White House staff were reported to be debating whether Mr Bush should address the nation tomorrow night from the Map Room, made famous by Franklin Roosevelt during the Second World War — a conflict that Mr Bush has referred to several times in speeches about the War on Terror — or from the Oval Office, the usual venue for presidential speeches.
The decision is part of the careful staging of Mr Bush's presentation, in which he is expected to announce the unpopular deployment of 20,000 additional soldiers to Iraq while simultaneously attempting to win the support of a Democrat-controlled Congress and a sceptical public.
After the speech, which will be broadcast on primetime television and last 25 minutes, the President will fly to Fort Benning, Georgia, a massive army base considered the home of the US infantry, for a less formal address and what is likely to be a warm reception. On Friday, the US Secretaries of State and Defence, Condoleezza Rice and Robert Gates, will describe their support for the plan in testimony before Congress.
"The world really is watching and it is important to get this right," said Tony Snow, the White House press secretary.
The initial selling of the strategy began last night with the invitation of 30 Republican Senators to the White House, American press reports said today.
The Washington Post quoted those present at the meeting saying that Mr Bush had decided to send additional soldiers and that the President was confident of the support of the Iraqi Prime Minister, Nouri al-Maliki, in carrying the fight to those causing sectarian violence in Iraq, including the Shia militias who are seen as exerting a large influence over the government.

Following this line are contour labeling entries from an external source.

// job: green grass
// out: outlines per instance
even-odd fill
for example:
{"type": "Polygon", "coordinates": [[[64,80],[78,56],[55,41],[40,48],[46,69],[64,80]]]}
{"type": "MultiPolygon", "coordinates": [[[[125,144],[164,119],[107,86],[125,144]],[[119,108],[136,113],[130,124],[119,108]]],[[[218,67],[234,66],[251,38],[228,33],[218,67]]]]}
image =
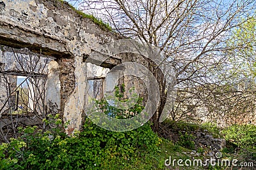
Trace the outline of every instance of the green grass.
{"type": "Polygon", "coordinates": [[[72,4],[70,4],[69,3],[68,3],[68,5],[71,9],[72,9],[74,11],[75,11],[78,15],[83,17],[83,18],[89,18],[94,24],[96,24],[97,25],[100,26],[102,29],[103,29],[104,30],[112,31],[112,28],[108,23],[104,22],[101,19],[97,18],[92,15],[86,14],[81,11],[77,10],[77,9],[76,9],[75,7],[74,7],[72,4]]]}

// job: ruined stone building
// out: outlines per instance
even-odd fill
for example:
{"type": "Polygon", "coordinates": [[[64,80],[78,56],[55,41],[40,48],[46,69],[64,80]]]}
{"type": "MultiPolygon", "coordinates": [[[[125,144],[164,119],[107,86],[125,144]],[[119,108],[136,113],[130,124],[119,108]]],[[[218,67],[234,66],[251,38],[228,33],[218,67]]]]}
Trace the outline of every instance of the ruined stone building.
{"type": "MultiPolygon", "coordinates": [[[[50,104],[54,105],[64,121],[70,121],[67,131],[78,129],[86,99],[79,94],[85,94],[88,83],[91,87],[100,86],[100,78],[97,83],[93,82],[94,77],[104,77],[102,73],[106,74],[108,68],[120,63],[120,59],[105,60],[100,66],[105,69],[87,66],[83,61],[94,49],[118,38],[104,25],[79,15],[65,2],[0,1],[0,130],[10,125],[10,110],[20,106],[17,103],[17,81],[20,76],[26,78],[27,88],[33,89],[28,94],[27,103],[31,112],[49,109],[50,104]],[[96,75],[88,74],[87,67],[96,75]],[[36,94],[40,94],[38,98],[36,94]],[[40,96],[45,101],[40,101],[40,96]]],[[[92,90],[96,97],[102,95],[95,92],[96,89],[92,90]]],[[[47,110],[42,113],[45,114],[47,110]]],[[[44,116],[17,116],[15,122],[36,124],[44,116]]]]}
{"type": "Polygon", "coordinates": [[[84,62],[95,49],[119,39],[104,24],[94,23],[65,1],[0,0],[2,134],[5,127],[15,129],[13,122],[14,126],[18,122],[41,124],[52,107],[64,122],[70,121],[68,134],[79,129],[88,99],[86,93],[102,97],[104,77],[109,69],[136,59],[129,55],[108,57],[98,66],[84,62]],[[17,83],[20,76],[25,87],[17,83]],[[20,103],[24,94],[27,101],[20,103]],[[26,116],[19,113],[24,107],[26,116]]]}

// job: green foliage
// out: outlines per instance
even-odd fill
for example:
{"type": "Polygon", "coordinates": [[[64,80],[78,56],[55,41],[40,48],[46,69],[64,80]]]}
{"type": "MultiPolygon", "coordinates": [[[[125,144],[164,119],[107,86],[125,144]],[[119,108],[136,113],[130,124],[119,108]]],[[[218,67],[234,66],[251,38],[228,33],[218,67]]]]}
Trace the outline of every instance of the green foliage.
{"type": "MultiPolygon", "coordinates": [[[[115,87],[115,96],[116,98],[108,98],[108,99],[112,99],[114,104],[116,104],[118,102],[128,103],[128,105],[132,106],[129,108],[124,107],[123,109],[120,109],[113,106],[111,106],[107,101],[106,99],[102,99],[100,100],[96,100],[96,103],[99,106],[99,108],[106,115],[117,119],[124,119],[131,118],[134,117],[138,114],[141,113],[144,106],[143,106],[143,98],[140,97],[136,94],[133,93],[134,88],[131,88],[129,90],[129,93],[132,94],[132,97],[133,99],[137,99],[136,103],[134,103],[134,100],[124,98],[124,92],[125,92],[124,84],[122,84],[121,88],[119,89],[118,87],[115,87]]],[[[122,106],[118,105],[119,106],[122,106]]]]}
{"type": "Polygon", "coordinates": [[[76,10],[76,8],[71,4],[68,4],[74,11],[75,11],[78,15],[81,15],[83,18],[90,19],[93,23],[96,24],[104,29],[109,31],[112,31],[112,28],[108,23],[104,22],[101,19],[97,18],[92,15],[84,13],[83,11],[76,10]]]}
{"type": "Polygon", "coordinates": [[[212,122],[205,122],[204,123],[202,126],[203,129],[207,130],[214,138],[221,138],[221,129],[217,127],[216,124],[212,122]]]}
{"type": "MultiPolygon", "coordinates": [[[[119,92],[116,94],[121,95],[119,92]]],[[[103,101],[99,103],[106,108],[103,101]]],[[[108,107],[106,110],[109,111],[108,107]]],[[[139,113],[141,109],[138,107],[140,104],[131,111],[139,113]]],[[[115,111],[117,115],[122,111],[116,109],[115,111]]],[[[150,124],[118,132],[105,130],[86,118],[81,132],[68,136],[61,131],[62,121],[58,114],[49,115],[43,122],[51,128],[43,131],[35,126],[20,127],[20,138],[0,146],[1,169],[111,169],[114,166],[109,162],[116,162],[116,167],[123,162],[135,163],[139,161],[134,159],[138,155],[147,157],[150,161],[152,155],[159,151],[162,141],[150,124]]]]}

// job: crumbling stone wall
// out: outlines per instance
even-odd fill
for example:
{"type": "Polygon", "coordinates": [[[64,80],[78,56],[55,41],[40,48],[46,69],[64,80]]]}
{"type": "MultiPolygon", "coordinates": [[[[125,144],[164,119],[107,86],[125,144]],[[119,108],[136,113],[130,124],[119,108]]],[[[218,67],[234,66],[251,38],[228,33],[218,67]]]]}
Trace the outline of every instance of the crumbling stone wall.
{"type": "MultiPolygon", "coordinates": [[[[85,94],[87,76],[83,61],[102,44],[120,38],[58,0],[0,0],[0,44],[28,48],[57,61],[61,111],[65,120],[70,120],[68,132],[79,129],[85,98],[79,96],[85,94]]],[[[119,62],[111,58],[101,66],[119,62]]]]}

"It was clear to me that a decision has been made for a surge," Senator Gordon Smith, a Republican from Oregon, told the newspaper. Mr Bush believes "that the political processes have been overtaken by sectarian violence and that sectarian violence must be quelled so political processes can be restored," he said.
Senator Lindsey Graham, a Republican from South Carolina, who also met Mr Bush, told The New York Times that the troop increase — coming at a time when polls show that six out of ten Americans think the war is not worth fighting — was just one element of a larger change in strategy.
Mr Bush's plan is also expected to include a number of specific goals for Mr al-Maliki's government, such as bringing more Sunnis into the political process and legislation that would fairly distribute Iraqi oil revenue to all regions.
But the central goal remains that of containing the sectarian violence that is threatening overwhelm the country. Mr Bush is expected to try and characterise the troop surge as a complement to a new security strategy outlined by Mr al-Maliki in Baghdad on Saturday, the Post reported.
The most striking part of that plan is a commitment to confront the Mahdi Army, the biggest Shia militia in Baghdad recently identified by the Pentagon as the most destabilising force in Iraq's sectarian conflict. Until now Mr al-Maliki, a Shia, has been noticeably reluctant to fight the Mahdi Army, based in Baghdad's sprawling Sadr City suburbs, for fear of losing control of his government altogether.
Washington analysts quoted in US press reports said today that Mr Bush is seeking to win back the trust of the American people for his Iraq strategy and to use that support to pressure the new, Democratic-controlled Congress into releasing the funding for the troop surge.
So far the Democrats have suggested that Mr Bush should follow the recommendations of the Iraq Study Group and find an end to the war rather than escalate the fighting. But The New York Times reported today that the party was split over whether it should openly defy the White House and insist on legislation that would give Congress control over troop levels in Iraq, as happened during the Vietnam War.